When I signed up for it in the spring, l imagined us doing regular training sessions over the summer, preparing step by step. But, of course, summer got busy... and we didn't train nearly as much as I had hoped.
Then just last week, when I brought up the need for some practice runs, * looked at me and said, "I don't want to do this race."
SOUND FAMILIAR?
She had the SAME reaction in the middle of her booth project in the summer. But no, I didn't remind her of that moment. I kept quiet.
But inside, I was super annoyed.
Let's backtrack a little...
Before signing us up for the 5k, I googled whether it was safe for kids her age to run a 5k race.
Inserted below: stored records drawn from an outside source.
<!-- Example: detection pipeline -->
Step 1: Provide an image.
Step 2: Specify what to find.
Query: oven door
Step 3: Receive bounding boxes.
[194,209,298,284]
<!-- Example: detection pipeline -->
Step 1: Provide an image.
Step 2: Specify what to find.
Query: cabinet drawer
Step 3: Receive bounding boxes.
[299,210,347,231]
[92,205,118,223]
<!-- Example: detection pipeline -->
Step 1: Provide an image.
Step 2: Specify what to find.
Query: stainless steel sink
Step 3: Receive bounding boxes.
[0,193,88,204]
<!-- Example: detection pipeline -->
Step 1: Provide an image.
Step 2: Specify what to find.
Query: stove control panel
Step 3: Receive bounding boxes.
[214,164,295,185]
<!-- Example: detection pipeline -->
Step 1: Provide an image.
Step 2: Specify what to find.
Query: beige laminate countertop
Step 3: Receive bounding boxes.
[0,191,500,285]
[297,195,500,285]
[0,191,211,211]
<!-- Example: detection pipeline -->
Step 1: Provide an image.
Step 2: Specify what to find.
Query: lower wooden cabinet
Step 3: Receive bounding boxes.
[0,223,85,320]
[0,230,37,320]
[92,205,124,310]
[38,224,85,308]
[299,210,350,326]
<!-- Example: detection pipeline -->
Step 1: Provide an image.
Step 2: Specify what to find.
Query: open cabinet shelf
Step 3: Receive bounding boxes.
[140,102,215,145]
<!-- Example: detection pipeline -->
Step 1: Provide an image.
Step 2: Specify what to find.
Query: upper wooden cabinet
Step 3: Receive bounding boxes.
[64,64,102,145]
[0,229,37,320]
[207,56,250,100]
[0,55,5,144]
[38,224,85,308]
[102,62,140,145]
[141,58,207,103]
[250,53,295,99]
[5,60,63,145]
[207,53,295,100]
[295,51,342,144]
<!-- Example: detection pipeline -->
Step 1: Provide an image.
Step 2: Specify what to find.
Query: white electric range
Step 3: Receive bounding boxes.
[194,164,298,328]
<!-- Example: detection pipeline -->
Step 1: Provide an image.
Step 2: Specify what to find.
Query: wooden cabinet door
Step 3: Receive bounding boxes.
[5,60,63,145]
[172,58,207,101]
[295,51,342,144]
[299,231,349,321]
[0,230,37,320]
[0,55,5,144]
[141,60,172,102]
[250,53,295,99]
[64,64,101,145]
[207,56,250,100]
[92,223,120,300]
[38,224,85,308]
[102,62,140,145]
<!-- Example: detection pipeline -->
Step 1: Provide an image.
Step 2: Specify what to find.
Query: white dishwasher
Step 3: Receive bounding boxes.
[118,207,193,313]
I came across recommendations that said a minimum age of 8 was fine, but there wasn't a lot of solid science behind it.
It seemed like one of those things: it's ok if you train right, don't overdo it, and there's adult supervision.
So when she said she didn't want to do it, I questioned myself:
Am I pushing her too far?
Am I crossing her physical limits?
And then I asked myself the big question:
Why did I want her to run in the first place?
Was it because I wanted her to be physically active? Was it the idea of building up a lifetime of coping strategies that running can provide? Or maybe I wanted her to learn the importance of perseverance.
---
What would you do if you were in my shoes: when your child suddenly doesn't want to continue something you signed up for together?
Would you push them to keep going, or let them take a step back?